Metastatic Breast Cancer Prognostication Through Multimodal Integration of Dimensionality Reduction Algorithms and Classification Algorithms

Machine learning (ML) is a branch of Artificial Intelligence (AI) where computers analyze data and find patterns in the data. The study focuses on the detection of metastatic cancer using ML. Metastatic cancer is the point where the cancer has spread to other parts of the body and is the cause of approximately 90% of cancer related deaths. Normally, pathologists spend hours each day to manually classify whether tumors are benign or malignant. This tedious task contributes to mislabeling metastasis being over 60% of time and emphasizes the importance to be aware of human error, and other inefficiencies. ML is a good candidate to improve the correct identification of metastatic cancer saving thousands of lives and can also improve the speed and efficiency of the process thereby taking less resources and time. So far, deep learning methodology of AI has been used in the research to detect cancer. This study is a novel approach to determine the potential of using preprocessing algorithms combined with classification algorithms in detecting metastatic cancer. The study used two preprocessing algorithms: principal component analysis (PCA) and the genetic algorithm to reduce the dimensionality of the dataset, and then used three classification algorithms: logistic regression, decision tree classifier, and k-nearest neighbors to detect metastatic cancer in the pathology scans. The highest accuracy of 71.14% was produced by the ML pipeline comprising of PCA, the genetic algorithm, and the k-nearest neighbors algorithm, suggesting that preprocessing and classification algorithms have great potential for detecting metastatic cancer.

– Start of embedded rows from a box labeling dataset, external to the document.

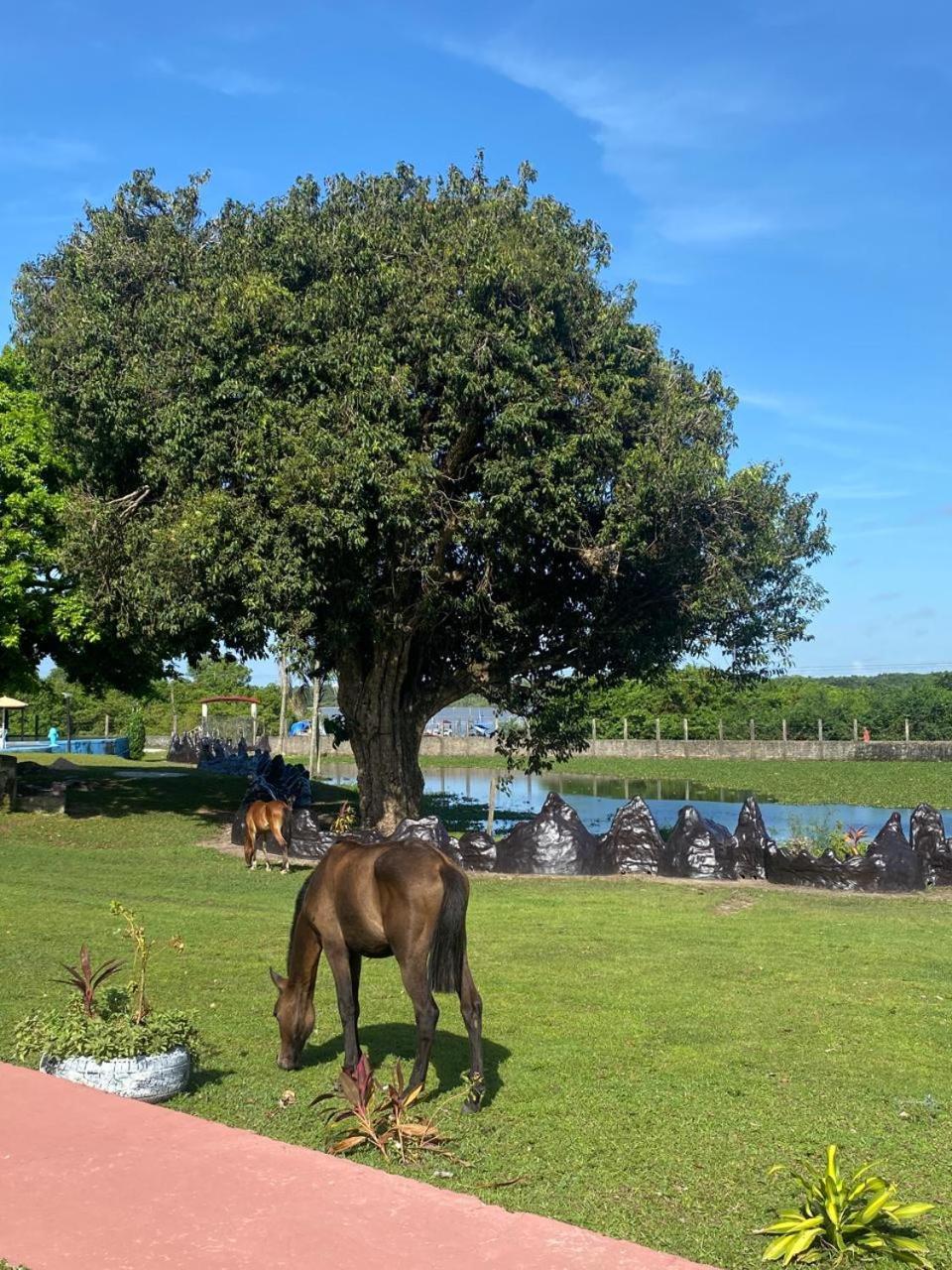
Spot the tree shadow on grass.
[302,1002,511,1107]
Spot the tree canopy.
[17,164,828,826]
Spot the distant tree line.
[10,657,334,739]
[589,667,952,740]
[12,658,952,740]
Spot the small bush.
[311,1054,454,1165]
[13,988,200,1067]
[783,816,860,860]
[756,1147,935,1270]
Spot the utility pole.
[486,772,496,838]
[278,649,289,754]
[307,675,323,780]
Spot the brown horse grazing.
[245,799,291,872]
[272,838,484,1111]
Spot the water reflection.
[322,762,949,840]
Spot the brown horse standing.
[245,799,291,872]
[272,838,484,1111]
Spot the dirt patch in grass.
[713,890,756,917]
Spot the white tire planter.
[40,1045,191,1102]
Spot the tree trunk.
[337,650,430,833]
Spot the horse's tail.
[427,863,470,992]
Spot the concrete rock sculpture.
[495,793,606,875]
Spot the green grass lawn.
[420,754,952,808]
[0,759,952,1270]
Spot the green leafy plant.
[843,825,867,856]
[331,802,357,833]
[311,1054,456,1165]
[13,988,202,1067]
[783,816,857,860]
[109,899,185,1024]
[756,1146,935,1270]
[13,901,202,1065]
[54,944,122,1017]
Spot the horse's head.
[271,970,313,1072]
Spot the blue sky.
[0,0,952,673]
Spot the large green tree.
[18,165,826,826]
[0,348,165,695]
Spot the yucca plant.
[331,802,357,833]
[311,1054,454,1165]
[843,825,866,856]
[54,944,122,1019]
[754,1147,935,1270]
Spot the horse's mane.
[286,874,313,965]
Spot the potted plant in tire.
[14,901,199,1102]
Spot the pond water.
[321,762,949,840]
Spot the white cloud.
[0,136,100,172]
[444,40,817,246]
[153,58,282,96]
[658,203,783,245]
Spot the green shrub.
[756,1147,935,1270]
[13,988,200,1067]
[781,816,856,860]
[127,710,146,758]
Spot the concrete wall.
[146,736,952,762]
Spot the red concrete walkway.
[0,1063,710,1270]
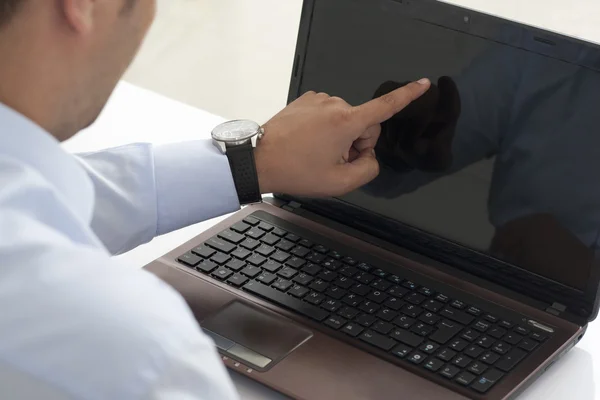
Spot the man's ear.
[57,0,96,34]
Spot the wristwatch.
[212,120,264,205]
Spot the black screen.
[298,0,600,311]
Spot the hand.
[255,80,430,197]
[375,77,461,172]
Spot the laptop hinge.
[546,302,567,317]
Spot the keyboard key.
[256,272,277,285]
[285,257,306,269]
[254,244,275,257]
[356,314,377,327]
[519,339,538,351]
[430,321,462,344]
[242,265,262,278]
[460,329,481,342]
[421,300,444,312]
[322,300,340,312]
[342,322,364,337]
[304,292,326,306]
[391,343,413,358]
[227,274,248,287]
[464,344,483,358]
[260,233,281,246]
[240,238,260,250]
[308,279,329,292]
[196,260,217,274]
[495,349,527,372]
[477,336,495,349]
[293,273,313,286]
[325,286,347,300]
[372,321,394,335]
[271,250,291,263]
[275,239,295,252]
[325,315,348,330]
[285,233,302,243]
[404,293,427,305]
[354,272,375,285]
[390,329,423,347]
[467,361,488,375]
[244,281,329,321]
[210,251,231,265]
[218,229,246,244]
[470,369,504,393]
[192,245,215,258]
[439,365,460,379]
[377,308,398,322]
[394,315,416,329]
[452,354,473,368]
[177,253,202,268]
[423,358,444,372]
[277,267,298,279]
[419,342,440,354]
[448,339,469,351]
[302,263,323,276]
[419,312,441,325]
[290,246,310,258]
[288,285,310,299]
[488,326,506,339]
[436,349,456,361]
[317,269,338,282]
[358,300,379,314]
[502,332,523,345]
[338,307,358,319]
[271,278,293,292]
[246,228,266,240]
[271,227,287,237]
[479,352,500,365]
[261,260,281,273]
[359,331,396,351]
[244,217,260,226]
[371,278,392,292]
[402,304,423,318]
[454,372,476,386]
[212,267,233,281]
[407,351,427,365]
[440,307,475,325]
[342,293,364,307]
[483,314,498,324]
[231,221,250,233]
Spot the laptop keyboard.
[178,216,547,393]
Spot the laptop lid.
[278,0,600,320]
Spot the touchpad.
[201,301,312,371]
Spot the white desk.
[65,83,600,400]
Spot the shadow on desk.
[231,348,595,400]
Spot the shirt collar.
[0,103,94,223]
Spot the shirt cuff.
[154,140,240,235]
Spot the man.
[0,0,429,400]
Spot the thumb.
[336,148,379,195]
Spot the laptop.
[146,0,600,400]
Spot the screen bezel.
[282,0,600,321]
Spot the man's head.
[0,0,156,140]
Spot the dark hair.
[0,0,25,26]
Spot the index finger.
[355,79,431,126]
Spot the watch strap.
[227,141,262,205]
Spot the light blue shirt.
[0,104,239,400]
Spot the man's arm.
[78,140,239,254]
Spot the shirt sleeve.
[77,140,240,254]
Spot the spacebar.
[242,281,329,321]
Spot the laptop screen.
[290,0,600,318]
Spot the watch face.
[212,120,260,142]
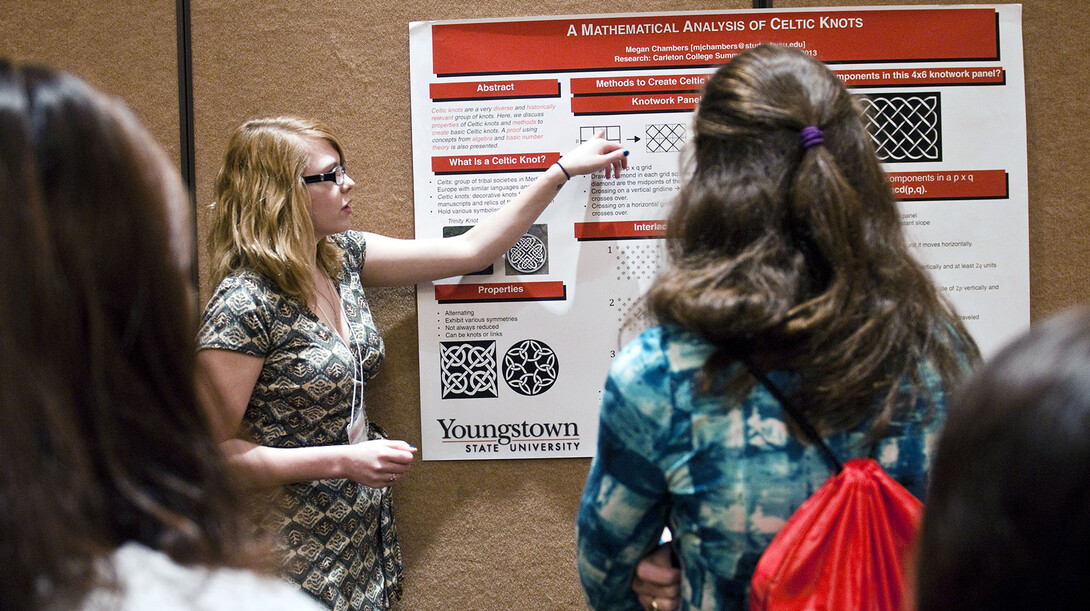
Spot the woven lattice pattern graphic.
[644,123,688,152]
[439,341,499,399]
[504,340,560,396]
[860,91,943,162]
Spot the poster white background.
[410,4,1029,460]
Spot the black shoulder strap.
[741,356,844,473]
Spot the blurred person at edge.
[916,307,1090,611]
[577,45,978,610]
[0,60,318,611]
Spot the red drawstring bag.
[747,364,923,611]
[750,459,923,611]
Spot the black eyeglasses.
[303,166,346,185]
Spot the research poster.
[410,4,1029,460]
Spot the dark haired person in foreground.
[0,60,315,611]
[578,45,978,610]
[917,308,1090,611]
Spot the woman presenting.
[197,118,627,609]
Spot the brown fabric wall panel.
[0,0,179,163]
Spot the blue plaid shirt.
[577,327,946,610]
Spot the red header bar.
[576,221,666,241]
[888,170,1010,200]
[435,281,568,304]
[833,68,1007,87]
[431,78,560,101]
[571,94,701,114]
[571,74,711,96]
[432,152,560,174]
[432,8,1000,76]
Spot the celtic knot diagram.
[860,91,943,162]
[644,123,688,152]
[504,340,559,396]
[507,233,547,273]
[439,341,499,399]
[504,224,548,276]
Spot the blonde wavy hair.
[208,117,344,302]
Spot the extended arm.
[361,134,628,286]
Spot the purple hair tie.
[799,125,825,150]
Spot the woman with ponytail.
[578,45,979,610]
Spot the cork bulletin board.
[0,0,1090,610]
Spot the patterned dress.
[577,327,967,611]
[198,231,401,611]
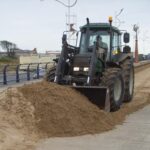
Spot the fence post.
[16,65,20,82]
[36,63,40,79]
[3,65,9,85]
[27,64,31,81]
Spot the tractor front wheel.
[101,68,124,111]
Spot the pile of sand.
[0,82,150,150]
[0,82,149,137]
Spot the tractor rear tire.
[101,68,124,111]
[45,66,56,82]
[121,59,134,102]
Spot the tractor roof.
[80,23,121,34]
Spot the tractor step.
[73,86,110,112]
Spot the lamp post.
[55,0,78,43]
[133,24,139,63]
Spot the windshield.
[80,31,110,54]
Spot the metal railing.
[0,62,54,86]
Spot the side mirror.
[123,32,130,43]
[62,34,67,44]
[123,46,131,53]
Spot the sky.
[0,0,150,54]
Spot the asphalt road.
[36,68,150,150]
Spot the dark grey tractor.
[46,18,134,111]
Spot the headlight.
[73,67,80,71]
[83,67,89,72]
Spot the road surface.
[36,68,150,150]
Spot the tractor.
[46,17,134,111]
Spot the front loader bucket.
[73,86,110,111]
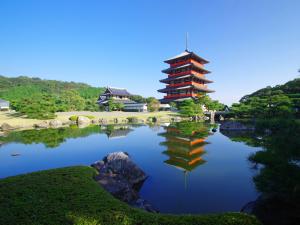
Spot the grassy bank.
[0,166,260,225]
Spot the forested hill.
[240,78,300,102]
[231,78,300,119]
[0,76,104,118]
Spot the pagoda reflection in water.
[159,122,210,185]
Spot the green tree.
[108,98,124,111]
[147,97,160,112]
[179,99,203,117]
[15,94,56,119]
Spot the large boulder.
[49,120,62,128]
[34,121,49,128]
[104,152,147,185]
[91,152,157,212]
[77,116,91,125]
[220,121,254,131]
[0,123,16,131]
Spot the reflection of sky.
[0,126,257,213]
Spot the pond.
[0,122,298,221]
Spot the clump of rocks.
[91,152,158,212]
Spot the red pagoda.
[158,50,214,103]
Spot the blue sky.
[0,0,300,104]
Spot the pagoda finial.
[185,32,189,51]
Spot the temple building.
[158,50,214,103]
[97,87,148,112]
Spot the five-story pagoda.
[158,50,214,103]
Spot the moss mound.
[0,166,260,225]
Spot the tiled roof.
[107,87,131,96]
[165,50,208,63]
[0,98,9,103]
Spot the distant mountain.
[0,76,105,119]
[240,78,300,102]
[0,75,104,101]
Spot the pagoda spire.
[185,32,189,51]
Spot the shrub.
[69,115,78,121]
[127,116,138,123]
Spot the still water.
[0,123,261,213]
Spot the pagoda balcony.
[167,81,207,88]
[167,81,193,88]
[164,93,197,99]
[168,70,192,77]
[170,59,203,67]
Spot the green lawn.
[0,166,260,225]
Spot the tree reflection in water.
[222,120,300,225]
[0,125,133,148]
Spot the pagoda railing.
[167,81,207,88]
[164,94,197,99]
[170,59,203,67]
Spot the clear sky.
[0,0,300,104]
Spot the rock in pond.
[77,116,91,125]
[0,123,17,131]
[91,152,157,212]
[49,120,62,128]
[34,121,49,128]
[220,121,254,130]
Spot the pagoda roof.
[164,50,209,64]
[103,87,131,96]
[157,85,215,93]
[160,73,213,84]
[162,63,210,74]
[0,98,9,103]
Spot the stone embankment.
[220,121,255,131]
[0,112,181,134]
[91,152,157,212]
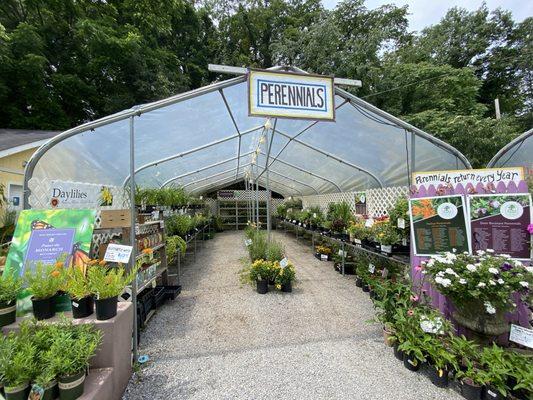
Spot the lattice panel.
[299,186,409,217]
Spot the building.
[0,129,60,220]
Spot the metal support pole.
[130,116,138,363]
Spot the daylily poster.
[409,195,470,255]
[468,194,531,259]
[5,209,96,313]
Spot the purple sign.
[24,228,76,272]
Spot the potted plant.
[24,261,63,320]
[0,273,22,328]
[423,250,533,336]
[275,262,296,293]
[0,332,37,400]
[50,324,102,400]
[87,264,137,321]
[249,259,273,294]
[65,266,94,318]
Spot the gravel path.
[124,232,462,400]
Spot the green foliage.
[0,273,23,304]
[24,261,63,299]
[65,267,91,300]
[166,235,187,264]
[47,321,102,376]
[87,265,137,299]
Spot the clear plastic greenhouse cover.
[488,129,533,169]
[26,67,470,203]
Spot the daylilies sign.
[248,70,335,121]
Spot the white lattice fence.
[299,186,408,216]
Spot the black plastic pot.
[257,280,268,294]
[70,296,94,319]
[393,344,404,361]
[0,300,17,328]
[281,282,292,293]
[95,296,118,321]
[31,296,56,320]
[461,381,483,400]
[4,383,31,400]
[428,365,449,388]
[481,386,505,400]
[58,371,85,400]
[403,353,421,371]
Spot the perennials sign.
[248,70,335,121]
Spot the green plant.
[65,267,91,300]
[0,332,37,387]
[274,262,296,289]
[165,235,187,264]
[24,261,64,299]
[87,265,137,299]
[47,322,102,376]
[0,273,23,305]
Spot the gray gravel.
[124,232,462,400]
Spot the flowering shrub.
[422,249,533,314]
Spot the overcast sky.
[322,0,533,31]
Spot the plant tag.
[398,218,405,229]
[104,243,133,264]
[509,324,533,349]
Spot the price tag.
[104,243,133,264]
[398,218,405,229]
[509,324,533,349]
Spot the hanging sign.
[412,167,524,191]
[49,180,113,208]
[467,193,531,259]
[248,70,335,121]
[409,195,470,256]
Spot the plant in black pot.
[0,273,23,328]
[275,261,296,293]
[24,261,64,320]
[87,264,137,321]
[49,323,102,400]
[0,332,37,400]
[65,266,94,318]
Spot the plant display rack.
[0,302,133,400]
[217,199,267,230]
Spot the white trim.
[0,138,51,158]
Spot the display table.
[2,302,133,400]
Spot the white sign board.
[509,324,533,349]
[104,243,133,264]
[49,180,113,208]
[248,70,335,121]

翻译：机器学习是人工智能的一个分支，旨在通过分析数据来发现其中的模式。本研究聚焦于利用机器学习检测转移性癌症。转移性癌症是指癌细胞已扩散至身体其他部位的阶段，约占癌症相关死亡的90%。病理学家通常需要每天花费数小时手动分类肿瘤为良性或恶性。这一繁琐任务导致超过60%的转移灶被错误标注，突显了人类误差及其他效率低下的问题。机器学习有望改善转移性癌症的准确识别，从而挽救数千生命，同时提升流程速度与效率，减少资源与时间消耗。目前，人工智能的深度学习方法已被应用于癌症检测研究。本研究提出一种创新方法，探索结合预处理算法与分类算法检测转移性癌症的潜力。研究采用两种预处理算法：主成分分析（PCA）与遗传算法，以降低数据集维度；随后使用三种分类算法：逻辑回归、决策树分类器与K近邻算法，对病理扫描图像中的转移性癌症进行检测。由PCA、遗传算法与K近邻算法组成的机器学习流程取得了71.14%的最高准确率，表明预处理与分类算法在检测转移性癌症方面具有巨大潜力。